The petition for third preference status on behalf of the second beneficiary has been denied by the District Director on the ground that the legal relationship of the minor beneficiary to the petitioner as either his adopted child or stepchild has also not been satisfactorily established as her adoption on February 3, 1956, at Liege, Belgium, was solely by his wife under her maiden name (although she was shown to be his wife) and he was not a party to the adoption proceeding inasmuch as he was under the age required by Belgian law. Petitioner's brief points out that the letter of Joseph Schmit, an attorney at Liege, Belgium, dated September 1, 1960, and certified under the seal of the Lower Court, recites the judgment confirming the actual adoption rendered by the 4th Chamber of the Lower Court at Liege on December 24, 1955, upon petition of the wife; the child to bear the surname of the wife's maiden name; and that only the wife could adopt the child because at the time of adoption her husband had not yet reached the age of 35 years according to Article 344 of the Belgian Civil Code (law of March 22, 1940) and could not adopt the child; and that in accordance with Article 347 of the Code, only the name of the young woman adopting the child could be conferred on the adopted child. According to the letter of the Royal Public Prosecutor at Liege dated October 21, 1959, the actual adoption of the child by the wife of the petitioner is regarded as valid by the Royal Public Prosecutor.

The child has resided with her adoptive mother and the latter's husband, the petitioner, since the date of adoption on December 24, 1955, when the child was a little over one year of age. The adoption appears to comply with the requirements of section 101(b)(1)(E) of the Immigration and Nationality Act, in that, the adoption occurred when the child was under 14 years of age and she has been in the legal custody of, and has resided with, the adoptive parent or parents for more than two years.
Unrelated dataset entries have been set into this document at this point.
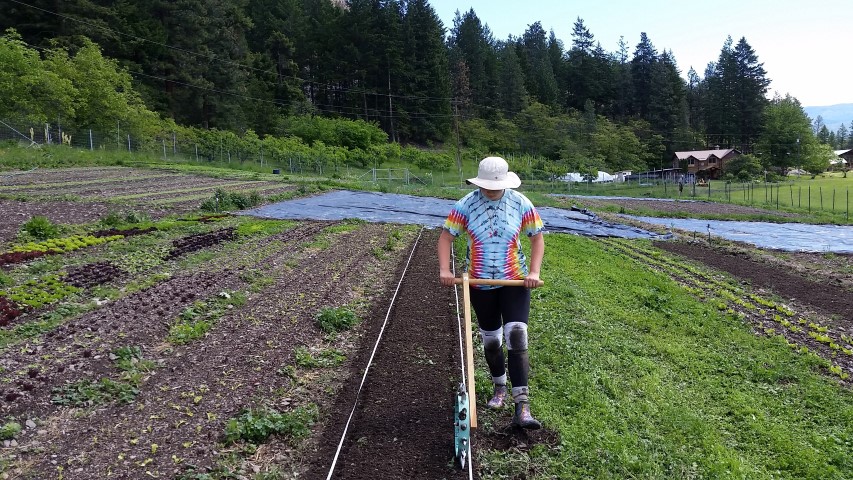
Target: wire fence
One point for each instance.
(170, 147)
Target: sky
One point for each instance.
(806, 46)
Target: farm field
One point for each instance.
(199, 346)
(82, 195)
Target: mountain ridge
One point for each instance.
(833, 115)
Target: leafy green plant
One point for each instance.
(130, 360)
(40, 228)
(332, 320)
(257, 425)
(9, 430)
(36, 293)
(112, 219)
(326, 358)
(197, 319)
(87, 393)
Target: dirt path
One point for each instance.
(403, 427)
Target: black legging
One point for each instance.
(495, 308)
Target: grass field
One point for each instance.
(642, 380)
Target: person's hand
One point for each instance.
(532, 280)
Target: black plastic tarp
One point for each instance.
(431, 212)
(795, 237)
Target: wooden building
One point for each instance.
(704, 164)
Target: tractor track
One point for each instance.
(403, 424)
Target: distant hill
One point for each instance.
(833, 115)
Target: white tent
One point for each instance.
(577, 177)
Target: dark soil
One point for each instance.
(91, 274)
(832, 300)
(183, 246)
(9, 310)
(403, 426)
(15, 213)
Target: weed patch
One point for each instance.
(255, 426)
(333, 320)
(196, 320)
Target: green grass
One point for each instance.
(643, 381)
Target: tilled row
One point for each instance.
(766, 316)
(82, 347)
(183, 407)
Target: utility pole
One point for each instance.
(458, 151)
(390, 107)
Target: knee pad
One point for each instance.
(516, 336)
(492, 340)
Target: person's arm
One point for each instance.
(537, 251)
(445, 244)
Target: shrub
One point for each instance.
(41, 228)
(9, 430)
(332, 320)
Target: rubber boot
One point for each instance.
(523, 418)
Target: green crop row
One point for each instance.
(62, 245)
(38, 292)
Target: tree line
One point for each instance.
(254, 65)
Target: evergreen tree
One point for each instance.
(818, 124)
(751, 85)
(696, 91)
(426, 114)
(512, 95)
(642, 66)
(620, 69)
(471, 44)
(668, 104)
(539, 74)
(736, 97)
(823, 135)
(581, 71)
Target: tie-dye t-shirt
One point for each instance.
(493, 227)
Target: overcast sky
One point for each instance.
(806, 46)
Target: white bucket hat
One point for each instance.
(494, 174)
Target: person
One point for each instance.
(493, 217)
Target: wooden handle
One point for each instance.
(489, 281)
(469, 352)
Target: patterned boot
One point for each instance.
(498, 398)
(523, 418)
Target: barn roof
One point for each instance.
(704, 154)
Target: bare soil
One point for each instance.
(830, 299)
(695, 207)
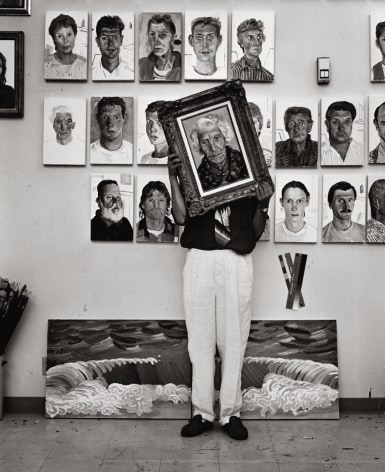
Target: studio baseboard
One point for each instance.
(347, 405)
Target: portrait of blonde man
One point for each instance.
(64, 131)
(252, 48)
(342, 132)
(113, 47)
(206, 45)
(112, 123)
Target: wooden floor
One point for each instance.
(31, 443)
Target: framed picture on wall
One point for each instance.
(15, 7)
(66, 41)
(160, 47)
(112, 46)
(11, 74)
(213, 133)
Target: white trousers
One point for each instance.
(217, 289)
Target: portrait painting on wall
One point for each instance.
(377, 47)
(296, 133)
(375, 225)
(160, 47)
(66, 41)
(261, 109)
(205, 45)
(343, 208)
(112, 207)
(152, 147)
(214, 134)
(11, 74)
(376, 123)
(15, 7)
(64, 131)
(111, 130)
(154, 221)
(252, 46)
(135, 369)
(113, 40)
(296, 208)
(342, 131)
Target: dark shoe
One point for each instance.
(195, 427)
(235, 429)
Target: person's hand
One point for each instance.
(264, 192)
(174, 163)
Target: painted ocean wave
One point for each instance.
(93, 397)
(283, 394)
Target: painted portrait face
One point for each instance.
(64, 39)
(111, 203)
(154, 128)
(340, 126)
(343, 204)
(380, 123)
(155, 205)
(380, 42)
(205, 42)
(111, 121)
(109, 42)
(298, 127)
(63, 126)
(294, 203)
(251, 42)
(212, 144)
(160, 38)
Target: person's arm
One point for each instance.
(178, 204)
(264, 192)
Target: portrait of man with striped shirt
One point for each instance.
(251, 36)
(341, 149)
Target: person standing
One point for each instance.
(217, 286)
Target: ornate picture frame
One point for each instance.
(16, 8)
(12, 89)
(179, 119)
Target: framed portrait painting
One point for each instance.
(113, 46)
(11, 74)
(66, 45)
(15, 7)
(214, 134)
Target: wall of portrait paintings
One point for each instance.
(90, 146)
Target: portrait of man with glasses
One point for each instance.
(300, 150)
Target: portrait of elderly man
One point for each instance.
(111, 115)
(64, 63)
(377, 155)
(378, 70)
(299, 150)
(155, 225)
(108, 62)
(221, 164)
(375, 228)
(341, 149)
(250, 37)
(205, 39)
(155, 135)
(294, 200)
(341, 198)
(163, 63)
(109, 222)
(62, 144)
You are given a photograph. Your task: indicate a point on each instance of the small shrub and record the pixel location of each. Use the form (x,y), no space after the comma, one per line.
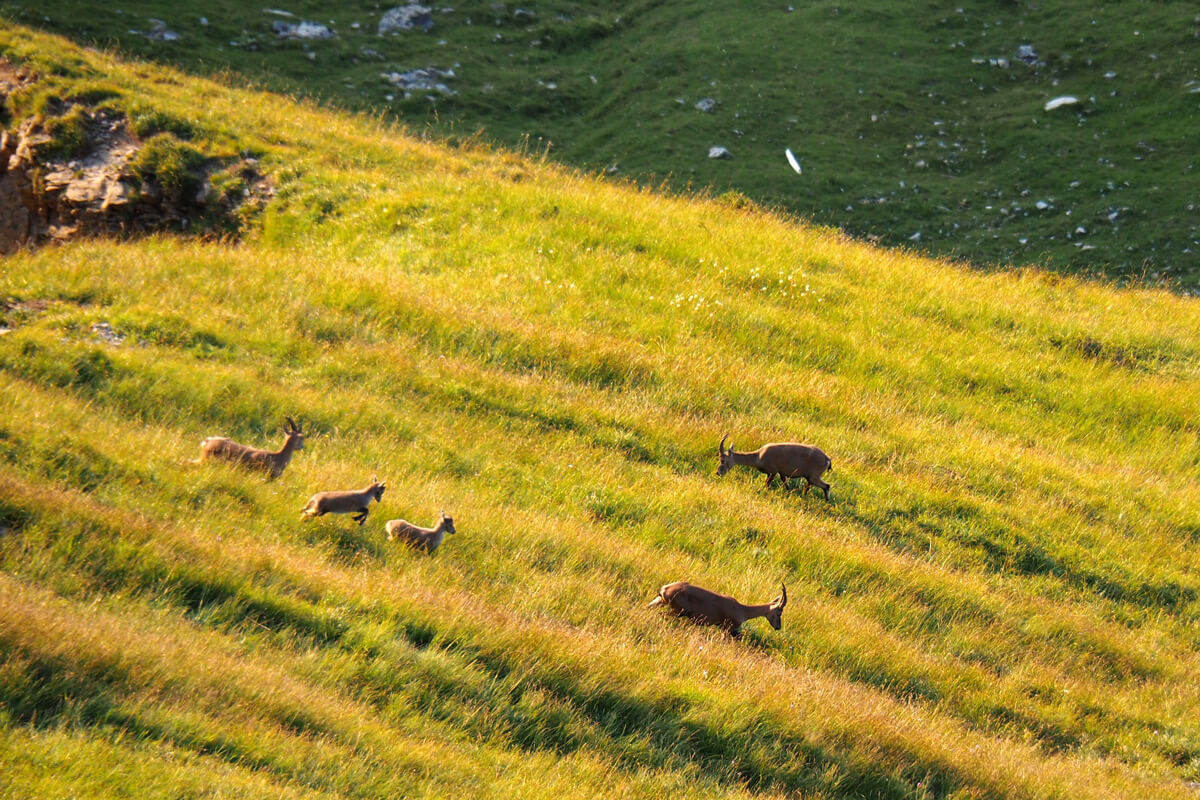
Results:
(148,124)
(69,133)
(171,162)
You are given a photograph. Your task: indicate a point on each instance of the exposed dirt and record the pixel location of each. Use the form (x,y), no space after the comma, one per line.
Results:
(94,192)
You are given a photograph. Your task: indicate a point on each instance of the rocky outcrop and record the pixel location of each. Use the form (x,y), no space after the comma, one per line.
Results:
(96,191)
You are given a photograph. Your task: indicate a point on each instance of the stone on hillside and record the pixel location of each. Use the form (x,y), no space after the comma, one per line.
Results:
(407,18)
(105,332)
(301,30)
(1059,102)
(160,32)
(423,79)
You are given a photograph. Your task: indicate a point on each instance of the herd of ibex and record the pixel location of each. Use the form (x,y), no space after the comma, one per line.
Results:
(786,459)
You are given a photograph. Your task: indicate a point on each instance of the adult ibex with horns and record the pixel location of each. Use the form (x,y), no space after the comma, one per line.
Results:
(707,607)
(786,459)
(273,462)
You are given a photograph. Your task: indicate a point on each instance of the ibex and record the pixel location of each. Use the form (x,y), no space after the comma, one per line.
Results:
(353,503)
(713,608)
(786,459)
(273,462)
(424,537)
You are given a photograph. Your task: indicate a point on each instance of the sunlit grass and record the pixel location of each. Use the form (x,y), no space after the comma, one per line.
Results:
(1001,600)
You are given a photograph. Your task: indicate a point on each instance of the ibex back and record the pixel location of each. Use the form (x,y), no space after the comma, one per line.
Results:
(707,607)
(273,462)
(348,501)
(786,459)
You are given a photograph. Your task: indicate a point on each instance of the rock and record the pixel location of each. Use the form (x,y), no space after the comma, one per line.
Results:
(1059,102)
(105,332)
(301,30)
(160,32)
(407,18)
(424,79)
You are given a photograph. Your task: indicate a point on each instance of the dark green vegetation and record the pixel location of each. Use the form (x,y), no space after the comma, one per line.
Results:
(1001,601)
(910,118)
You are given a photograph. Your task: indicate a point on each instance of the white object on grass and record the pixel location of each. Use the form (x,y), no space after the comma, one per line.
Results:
(793,161)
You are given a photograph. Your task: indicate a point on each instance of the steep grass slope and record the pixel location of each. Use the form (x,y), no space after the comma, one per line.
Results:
(1001,600)
(913,120)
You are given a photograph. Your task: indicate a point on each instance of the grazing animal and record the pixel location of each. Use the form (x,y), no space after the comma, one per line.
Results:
(353,503)
(786,459)
(273,462)
(713,608)
(425,537)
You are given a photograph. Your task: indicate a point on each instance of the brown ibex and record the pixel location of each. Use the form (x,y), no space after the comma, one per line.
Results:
(429,539)
(353,503)
(273,462)
(713,608)
(786,459)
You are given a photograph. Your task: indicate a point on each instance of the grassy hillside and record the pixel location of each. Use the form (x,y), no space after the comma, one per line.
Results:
(1001,600)
(915,121)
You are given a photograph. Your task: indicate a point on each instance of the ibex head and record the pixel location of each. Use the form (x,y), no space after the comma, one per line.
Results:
(775,615)
(726,456)
(295,435)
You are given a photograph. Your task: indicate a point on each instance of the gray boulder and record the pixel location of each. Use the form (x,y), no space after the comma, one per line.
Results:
(407,18)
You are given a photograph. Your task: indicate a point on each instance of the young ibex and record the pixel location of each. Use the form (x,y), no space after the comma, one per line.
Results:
(425,537)
(353,503)
(786,459)
(713,608)
(273,462)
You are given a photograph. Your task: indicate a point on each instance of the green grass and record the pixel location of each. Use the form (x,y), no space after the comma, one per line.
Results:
(1001,600)
(900,112)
The petitioner described the beneficiary as his adopted daughter and the brief describes him as a loving and devoted father. There is no evidence challenging the bona fides of the family relationship involved.

It is believed that the case falls within the scope of the Attorney General's decision in Matter of Y---- K---- W----, 9-176 (Feb. 28, 1961), which specifically overrules Matter of C---- F---- L----, 8-151, upon which the District Director's denial appears to be based. The child beneficiary in this case was adopted by the wife during the marriage; the husband who was prevented from participating in the adoption by a technicality has consented to the adoption and supported the child who has resided with both the adoptive mother and her husband, the petitioner, and has been in the legal custody of both for more than two years past.
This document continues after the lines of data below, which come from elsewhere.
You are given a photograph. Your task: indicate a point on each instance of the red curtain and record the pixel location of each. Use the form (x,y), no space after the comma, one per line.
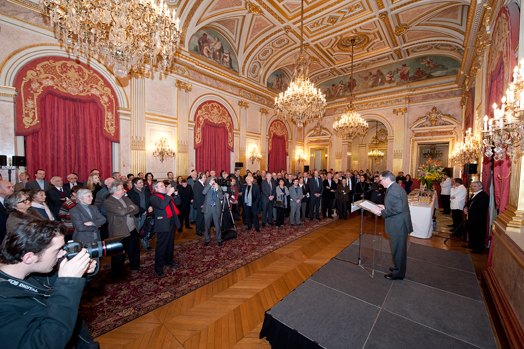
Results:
(277,156)
(214,153)
(69,140)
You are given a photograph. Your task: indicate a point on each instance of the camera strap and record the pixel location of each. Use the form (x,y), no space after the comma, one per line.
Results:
(44,291)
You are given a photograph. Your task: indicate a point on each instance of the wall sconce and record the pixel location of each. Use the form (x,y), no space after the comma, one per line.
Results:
(255,155)
(163,151)
(301,158)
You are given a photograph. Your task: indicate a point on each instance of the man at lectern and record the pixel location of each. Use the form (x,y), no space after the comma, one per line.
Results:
(398,223)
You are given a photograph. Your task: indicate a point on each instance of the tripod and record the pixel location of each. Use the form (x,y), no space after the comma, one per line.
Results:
(227,203)
(455,231)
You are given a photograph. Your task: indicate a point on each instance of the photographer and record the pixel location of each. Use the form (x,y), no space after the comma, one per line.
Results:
(212,210)
(41,311)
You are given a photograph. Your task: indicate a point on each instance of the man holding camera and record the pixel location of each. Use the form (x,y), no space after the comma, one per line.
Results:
(212,209)
(41,311)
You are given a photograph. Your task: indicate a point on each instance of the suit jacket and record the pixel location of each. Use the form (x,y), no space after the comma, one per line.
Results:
(117,214)
(314,188)
(135,197)
(477,212)
(327,192)
(3,221)
(267,191)
(294,196)
(255,195)
(19,186)
(207,192)
(396,213)
(84,233)
(33,185)
(198,197)
(162,205)
(55,199)
(343,192)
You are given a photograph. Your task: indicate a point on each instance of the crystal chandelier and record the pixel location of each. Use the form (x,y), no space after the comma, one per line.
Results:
(255,156)
(301,102)
(163,151)
(350,124)
(124,34)
(376,155)
(467,152)
(504,134)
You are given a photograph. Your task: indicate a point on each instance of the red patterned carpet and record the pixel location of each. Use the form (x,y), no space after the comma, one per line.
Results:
(141,291)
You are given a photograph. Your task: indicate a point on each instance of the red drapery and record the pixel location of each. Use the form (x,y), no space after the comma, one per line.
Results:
(277,155)
(70,139)
(214,153)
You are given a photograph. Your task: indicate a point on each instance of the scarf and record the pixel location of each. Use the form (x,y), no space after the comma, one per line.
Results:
(45,208)
(169,210)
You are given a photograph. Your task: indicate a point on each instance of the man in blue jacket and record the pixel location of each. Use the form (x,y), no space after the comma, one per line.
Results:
(39,310)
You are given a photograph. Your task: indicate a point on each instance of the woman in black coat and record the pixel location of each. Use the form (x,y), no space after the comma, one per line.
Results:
(186,198)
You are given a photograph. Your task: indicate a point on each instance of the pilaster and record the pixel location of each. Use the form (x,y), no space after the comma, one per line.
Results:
(399,129)
(182,160)
(244,106)
(138,124)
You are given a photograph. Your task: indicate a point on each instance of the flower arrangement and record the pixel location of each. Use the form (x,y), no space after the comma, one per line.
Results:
(430,172)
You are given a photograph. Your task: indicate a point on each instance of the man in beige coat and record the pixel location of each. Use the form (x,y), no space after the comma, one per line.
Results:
(120,212)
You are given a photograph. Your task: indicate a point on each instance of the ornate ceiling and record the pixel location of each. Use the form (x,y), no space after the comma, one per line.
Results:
(265,34)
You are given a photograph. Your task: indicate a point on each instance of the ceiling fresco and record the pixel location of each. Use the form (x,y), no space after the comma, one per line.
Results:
(262,37)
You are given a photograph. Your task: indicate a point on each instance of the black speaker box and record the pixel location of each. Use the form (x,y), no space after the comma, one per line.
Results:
(19,161)
(471,168)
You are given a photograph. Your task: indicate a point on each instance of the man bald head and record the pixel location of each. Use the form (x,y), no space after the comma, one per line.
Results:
(6,189)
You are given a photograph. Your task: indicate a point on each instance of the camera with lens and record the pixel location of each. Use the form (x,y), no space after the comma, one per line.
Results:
(108,247)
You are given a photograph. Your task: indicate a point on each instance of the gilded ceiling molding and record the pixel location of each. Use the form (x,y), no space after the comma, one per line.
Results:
(270,11)
(187,20)
(181,85)
(243,104)
(401,29)
(385,18)
(255,48)
(400,111)
(252,8)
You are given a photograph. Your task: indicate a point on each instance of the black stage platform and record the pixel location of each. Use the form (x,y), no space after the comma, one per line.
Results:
(438,305)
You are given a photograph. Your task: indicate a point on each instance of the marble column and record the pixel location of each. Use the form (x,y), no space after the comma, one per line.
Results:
(182,160)
(292,151)
(138,125)
(8,141)
(263,136)
(244,106)
(398,144)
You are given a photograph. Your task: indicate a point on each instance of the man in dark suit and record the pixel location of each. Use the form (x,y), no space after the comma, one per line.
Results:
(56,196)
(166,220)
(6,189)
(330,188)
(39,182)
(251,195)
(72,180)
(316,189)
(398,223)
(24,179)
(198,202)
(477,211)
(268,198)
(212,210)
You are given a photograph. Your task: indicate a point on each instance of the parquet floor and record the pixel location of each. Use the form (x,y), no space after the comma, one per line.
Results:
(228,312)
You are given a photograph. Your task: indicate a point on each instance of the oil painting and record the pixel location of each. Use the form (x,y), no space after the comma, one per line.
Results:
(212,46)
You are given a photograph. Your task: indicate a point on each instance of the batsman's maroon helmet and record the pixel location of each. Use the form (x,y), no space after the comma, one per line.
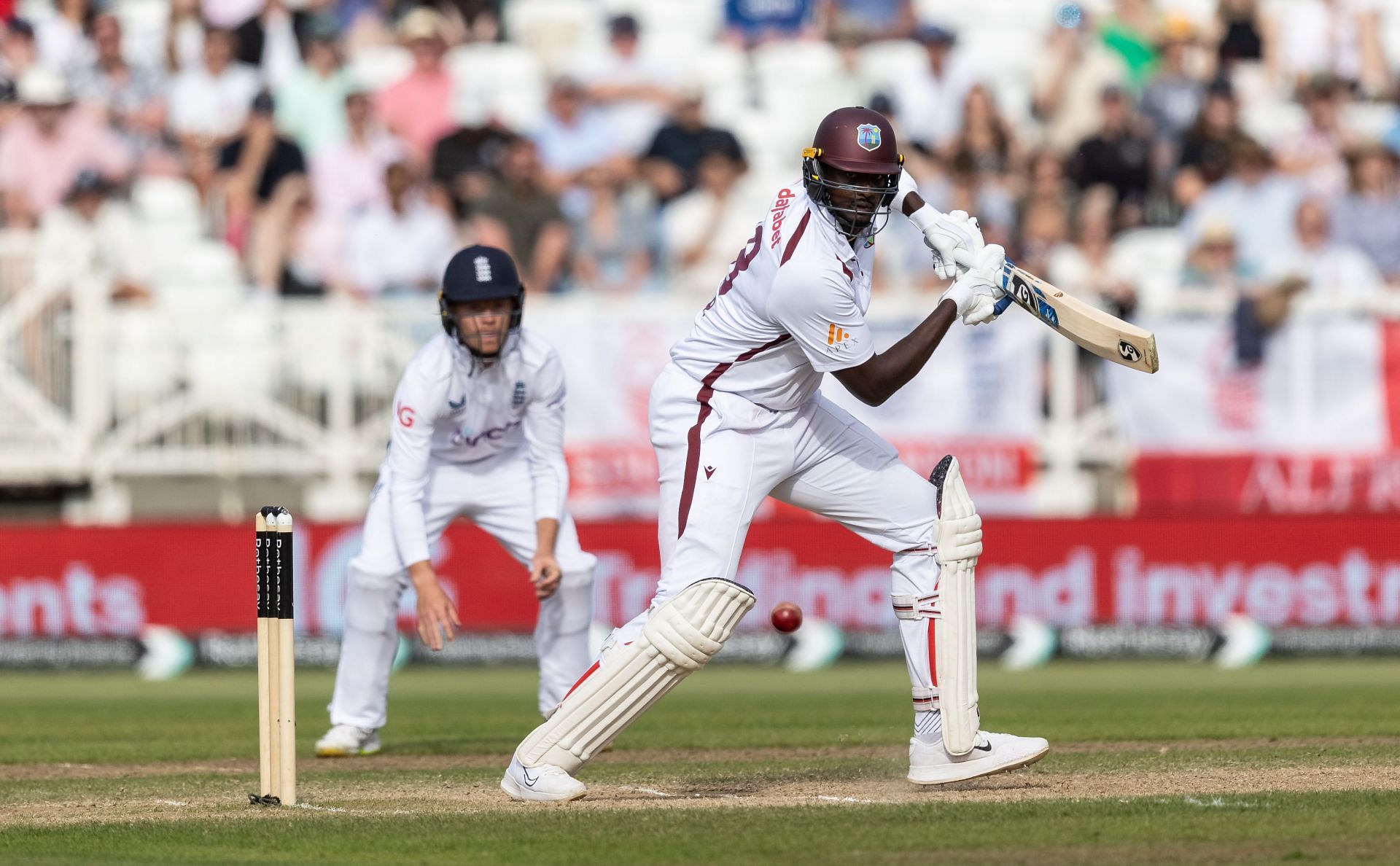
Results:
(858,140)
The following pertinent extracts from the Attorney General's decision in Matter of Y---- K---- W----, supra, reveal the present administrative view in a bona fide adoptive family situation such as exists in this case:

Once the remedial purpose of preserving, rather than interrupting, bona fide family relationships . . . is recognized, the reasoning in Ng Fun Yin v. Esperdy [ 187 F.Supp. 51] appears to be compelling. . . .

. . . In this case there has been no challenge to the bona fides of the family relationships involved. The validity of the marriage of the parents and the adoption of the child are unquestioned. Nor is any question raised as to whether the child was in the legal custody of and resided with the wife for the required period. There is, therefore, no evidence of fraud. . . .

This latest Attorney General decision stresses the remedial and humanitarian purposes of section 101(b)(1)(E). Under the circumstances present in the instant case, the beneficiary qualifies as an adopted child.

ORDER: It is ordered that the appeal be sustained and that both beneficiaries be found eligble for third preference quota status.